Bloomberg BVAL was little changed: 2.99% (unch) in 2024 and 2.90% (unch) in 2025. The five-year at 2.59% (unch), the 10-year at 2.53% (unch) and the 30-year at 3.50% (unch) at 4 p.m.
Treasuries were firmer out long.
The two-year UST was yielding 4.870% (flat), the three-year was at 4.497% (flat), the five-year at 4.120% (-1), the 10-year at 3.805% (-4), the 20-year at 4.050% (-6) and the 30-year Treasury was yielding 3.837% (-7) near the close.
Primary to come:
The Dallas Housing Finance Corp. is set to price daily $146.608 million of Fitzhugh Urban Flats social residential development revenue bonds, consisting of $71.985 million of senior lien bonds, Series 2023-A1; serial 2063, $55.115 of senior lien bonds, Series 2023-A2, serial 2063; and $19.508 million of convertible capital appreciation mezzanine lien bonds, Series 2023B, serial 2063. Citigroup Global Markets.
The corporation is also set to price daily $120.300 million of Midtown Park residential development revenue bonds, consisting of $89 million of Series 2023A and $31.300 million of Series 2023B. Goldman Sachs.
The Dickinson Independent School District, Texas (Aaa/AAA//), is set to price Thursday $110.005 million of PSF-insured unlimited tax schoolhouse bonds, Series 2023, serials 2025-2053. Wells Fargo Bank.
The Mississippi Home Corp. (Aaa///) is set to price Thursday $99.850 million of single-family mortgage revenue bonds, consisting of $70 million of non-AMT bonds, Series 2023C, serials 2028-2035, terms 2038. 2043, 2048; and $29.850 million of taxables, Series 2023D, serials 2024-2028, term 2053. Raymond James & Associates.
The Montana Board of Housing (Aa1/AA+//) is set to price Thursday $32 million of non-AMT single-family mortgage bonds, 2023 Series A, serials 2024-2035, terms 2038, 2043, 2048, 2053, 2053. RBC Capital Markets.
Competitive
The Nauset Regional School District, Massachusetts, is set to sell $91 million of unlimited tax GO school bond anticipation notes at 11 a.m. eastern Thursday.

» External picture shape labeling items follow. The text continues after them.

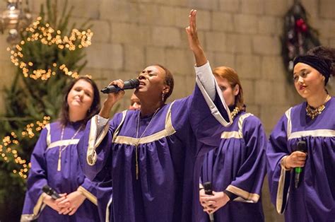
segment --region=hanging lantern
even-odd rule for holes
[[[20,40],[20,30],[31,23],[32,16],[28,0],[25,0],[25,8],[22,6],[22,0],[8,0],[6,2],[6,9],[0,14],[0,30],[2,33],[8,30],[7,42],[15,45]]]

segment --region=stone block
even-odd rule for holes
[[[234,15],[235,30],[239,33],[255,34],[257,33],[257,16],[254,15]]]
[[[258,56],[237,54],[235,65],[235,69],[242,79],[259,79],[261,76],[261,59]]]
[[[254,81],[243,79],[241,80],[242,88],[243,88],[243,98],[245,104],[254,104]]]
[[[191,5],[192,8],[201,8],[206,10],[214,10],[218,8],[218,4],[216,0],[188,0],[189,5]]]
[[[172,26],[175,23],[176,10],[172,6],[143,4],[138,6],[136,21],[142,24]]]
[[[237,13],[241,10],[240,4],[240,0],[219,0],[218,8],[221,11]]]
[[[172,27],[153,27],[151,45],[178,47],[181,45],[180,30]]]
[[[151,42],[151,30],[149,26],[135,23],[112,23],[111,42],[146,45]]]
[[[173,74],[187,75],[193,71],[193,54],[187,49],[168,48],[165,49],[166,66]]]
[[[225,52],[226,34],[224,33],[207,32],[205,33],[206,48],[216,52]]]
[[[102,0],[100,18],[112,22],[134,22],[139,16],[139,4],[129,1]]]
[[[264,11],[263,1],[263,0],[242,1],[242,13],[245,14],[263,14]]]
[[[145,52],[143,47],[136,45],[125,45],[124,70],[139,72],[145,68]]]
[[[186,91],[187,95],[191,95],[194,90],[196,82],[196,74],[194,71],[193,73],[186,76]]]
[[[175,24],[178,28],[184,29],[189,26],[189,8],[174,8]],[[163,13],[165,13],[162,11]],[[198,30],[208,30],[211,28],[211,13],[205,10],[196,10],[196,28]]]
[[[260,16],[258,18],[258,33],[264,35],[278,34],[278,18],[274,16]],[[281,29],[283,29],[281,28]]]
[[[273,101],[271,105],[261,105],[261,120],[267,135],[270,134],[277,122],[289,107],[289,105],[278,105],[276,101]]]
[[[247,105],[247,112],[253,114],[255,117],[259,118],[261,115],[260,105],[251,105],[249,101],[245,100],[245,103]]]
[[[189,25],[189,14],[191,11],[189,8],[177,7],[175,10],[175,26],[185,28]],[[198,13],[197,18],[199,18]],[[200,15],[201,16],[201,15]],[[198,19],[199,20],[199,19]]]
[[[146,50],[146,66],[159,64],[165,64],[165,52],[163,47],[148,47]]]
[[[108,43],[110,40],[110,25],[107,21],[92,20],[91,30],[93,32],[92,44],[95,42]]]
[[[170,102],[186,97],[187,95],[187,90],[185,87],[185,86],[187,86],[186,76],[174,73],[173,79],[175,81],[173,93],[168,99]]]
[[[266,15],[277,16],[283,16],[291,6],[283,0],[266,0],[264,1],[264,4]]]
[[[253,52],[261,55],[279,55],[281,52],[281,40],[278,36],[254,35]]]
[[[252,39],[249,35],[227,34],[226,51],[232,53],[252,54]]]
[[[219,32],[230,32],[234,30],[233,14],[213,11],[212,13],[211,25],[213,30]]]
[[[96,43],[86,50],[88,67],[114,69],[123,68],[124,52],[119,44]]]
[[[287,82],[260,80],[255,82],[255,104],[261,105],[285,105],[291,100],[287,95]]]
[[[235,67],[235,55],[232,53],[215,52],[214,61],[211,64],[213,66],[212,68],[222,66],[234,68]]]
[[[261,59],[261,78],[271,81],[285,81],[288,73],[283,62],[283,58],[264,57]]]

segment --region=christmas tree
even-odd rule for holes
[[[18,221],[30,168],[29,159],[40,130],[57,118],[63,89],[86,64],[83,49],[91,44],[87,23],[69,28],[73,8],[66,1],[46,0],[40,16],[20,32],[20,42],[8,49],[18,67],[5,89],[0,129],[0,221]],[[74,24],[74,27],[76,24]],[[14,217],[13,217],[14,216]]]

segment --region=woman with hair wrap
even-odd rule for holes
[[[326,86],[335,49],[314,48],[294,60],[294,86],[306,101],[288,109],[266,150],[271,201],[286,221],[335,220],[335,100]]]

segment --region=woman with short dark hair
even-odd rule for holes
[[[97,185],[83,174],[76,145],[87,121],[100,110],[91,79],[74,80],[64,92],[59,119],[47,124],[31,156],[21,221],[98,221]],[[45,185],[61,197],[42,192]]]

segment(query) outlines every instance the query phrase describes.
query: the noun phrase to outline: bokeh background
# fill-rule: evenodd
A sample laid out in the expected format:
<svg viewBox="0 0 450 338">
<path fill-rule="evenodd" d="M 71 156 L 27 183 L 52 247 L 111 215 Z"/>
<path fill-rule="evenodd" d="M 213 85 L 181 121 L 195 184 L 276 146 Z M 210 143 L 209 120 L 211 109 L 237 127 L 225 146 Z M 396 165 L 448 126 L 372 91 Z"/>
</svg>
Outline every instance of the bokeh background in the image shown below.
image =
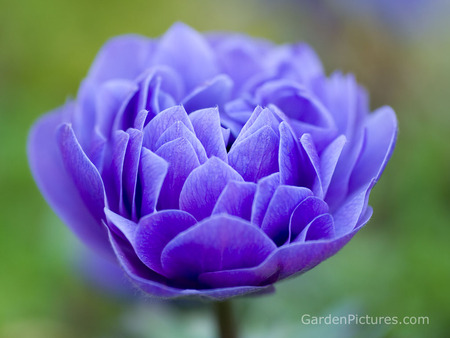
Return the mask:
<svg viewBox="0 0 450 338">
<path fill-rule="evenodd" d="M 0 337 L 214 337 L 210 304 L 146 299 L 99 268 L 36 188 L 26 138 L 74 96 L 111 36 L 175 21 L 303 40 L 352 72 L 400 133 L 369 224 L 277 292 L 234 301 L 244 337 L 450 335 L 450 11 L 446 0 L 0 0 Z M 105 278 L 106 277 L 106 278 Z M 105 279 L 110 283 L 105 284 Z M 429 325 L 307 326 L 301 316 L 428 316 Z"/>
</svg>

The Fairport Central School District, New York, is set to sell $48.165 million of GO bond anticipation notes, Series 2023, at 11:15 a.m. Thursday.
Jersey City, New Jersey, is set to sell $45.926 million of taxable COVID-19 special emergency notes, Series 2023B, at 11:15 a.m. Thursday.
East Brunswick Township, New Jersey, is set to sell $45.360 million of bond anticipation notes, consisting of $26.760 million of bond anticipation notes and $18.600 water utility bond anticipation notes, at 11:30 a.m. Thursday.
Somerset County, New Jersey, is set to sell $38.962 of GOs, consisting of $35 million of general improvement bonds, Series 2023A; $1.966 million of county college bonds, Series 2023B; and $1.966 county college bonds, Series 2023C, at 11 a.m. Thursday.
The Guilderland Central School District, New York, is set to sell $29.499 million of bond anticipation notes at 10:30 a.m. Thursday.